Performance Quiz #9 : IList<T> List and array speed — solution

Last week I posted Performance Quiz #9 for discussion. Well the comments have been just awesome and many people went right ahead and measured the results.  Some of you have discovered the key point in this particular test:

Arrays are magic.

In the test case as given there’s a great deal of repeated work extracting the length of the array and accessing the items.  This is because of the unusual property that arrays have — they implement IList<T> for potetially more than one T even due to inheritance.  In the interest of economy alone then it is worthwhile to consolidate the IList<T> implementations into some kind of secret helper but this has some consequences.

Luckily there are also alternatives — the example that I provided is perhaps the worst performing choice.  As one reader pointed out you could make it much better by extracting the count from the IList once and then using that in the loop.  Note that the compiler cannot do this because IList<T>.Count is a virtual method and so we cannot assume anything about the implementation (it could sent a letter to grandma every time it is called and grammy wants her email!)

Here are the results from my program (source code attached, see link at the very bottom)

Test Case Milliseconds
Test1: Array 54
Test2: List<> 8
Test3: ArrayWrapper 14
Test4: Array via foreach 9
Test5: List<> via foreach            11
Test6: Array via special 6
Test7: List<> via special 8

The first two rows are the problem as given and we can easily see that the array is performing much more slowly than the List.  Let’s see where the cost is:

Excl% Incl% Name
0.00 51.27 ArrayTest.Program.Test1(uint16[])
1.64 51.27   ArrayTest.Program.Test.Sum(System.Collections.Generic.IList`1)
2.38 25.64     System.SZArrayHelper.get_Item(int32)
5.47 23.26         JIT_IsInstanceOfArray(…)
4.72 7.26           ArrayIsInstanceOfNoGC(…)
2.63 10.02           SigTypeContext::InitTypeContext(…)
0.49 22.40     System.SZArrayHelper.get_Count()
5.36 21.91         JIT_IsInstanceOfArray(…)
4.30 6.99           ArrayIsInstanceOfNoGC(…)
2.40 9.07           SigTypeContext::InitTypeContext(…)

Well it pretty much leaps off the page, the cost is in those helpers and you can see they’re doing a good bit of internal work to verify that we are talking about a simple array of a non-collectable type (ushort) and then more work happens to get to the real data.  The tragedy here is that the work done to validate what we need to do far exceeds the actual job at hand — which in both cases is just extracting one integer from a well known location.  The price of abstraction….  Though I’m pretty sure there is room for improvement in there.

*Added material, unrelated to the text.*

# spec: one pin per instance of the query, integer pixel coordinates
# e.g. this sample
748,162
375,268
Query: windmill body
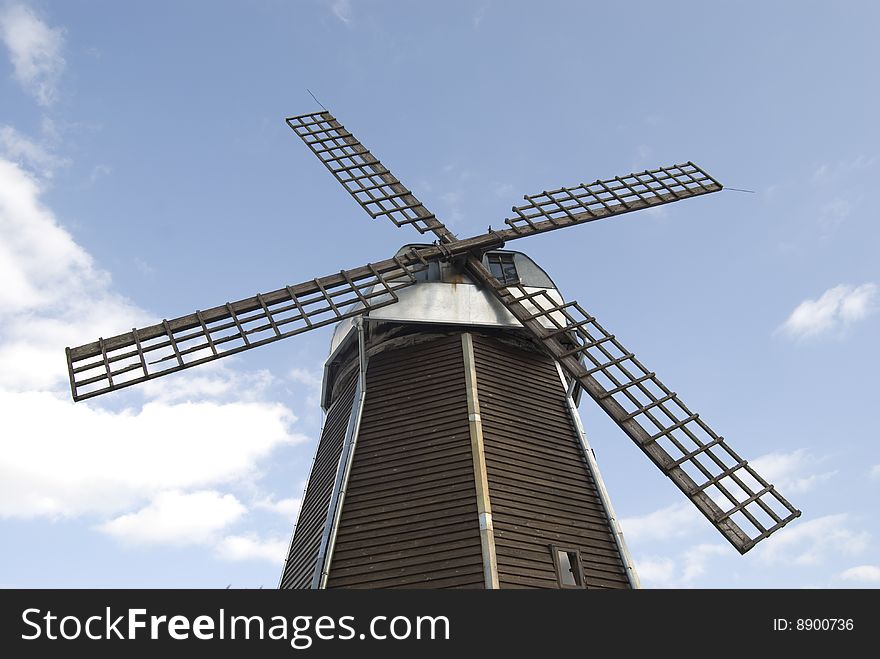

Let’s look at some of the other alternatives.  First how did the List<T> fare:

Excl% Incl% Name
0.00 8.62 ArrayTest.Program.Test2(System.Collections.Generic.List`1)
1.06 8.62     ArrayTest.Program.Test.Sum(System.Collections.Generic.IList`1)
5.82 5.82         CLRStubOrUnknownAddress
1.54 1.54         System.Collections.Generic.List`1.get_Item(int32)

In the list case there’s still a good bit of dispatch code but you can see it’s much cheaper.  We’re on the sweet path for regular interface dispatch.  The actual count function calls are stil there if we were to look at lower percentages but I pruned anything with inclusive time below 1% in this example so it’s not showing up.  We’re doing a lot better.

Now what about some of the other results?  Well, now we’re in the bonus marks zone and I don’t want to drown you in perf results you can get yourself so I’ll summarize a bit.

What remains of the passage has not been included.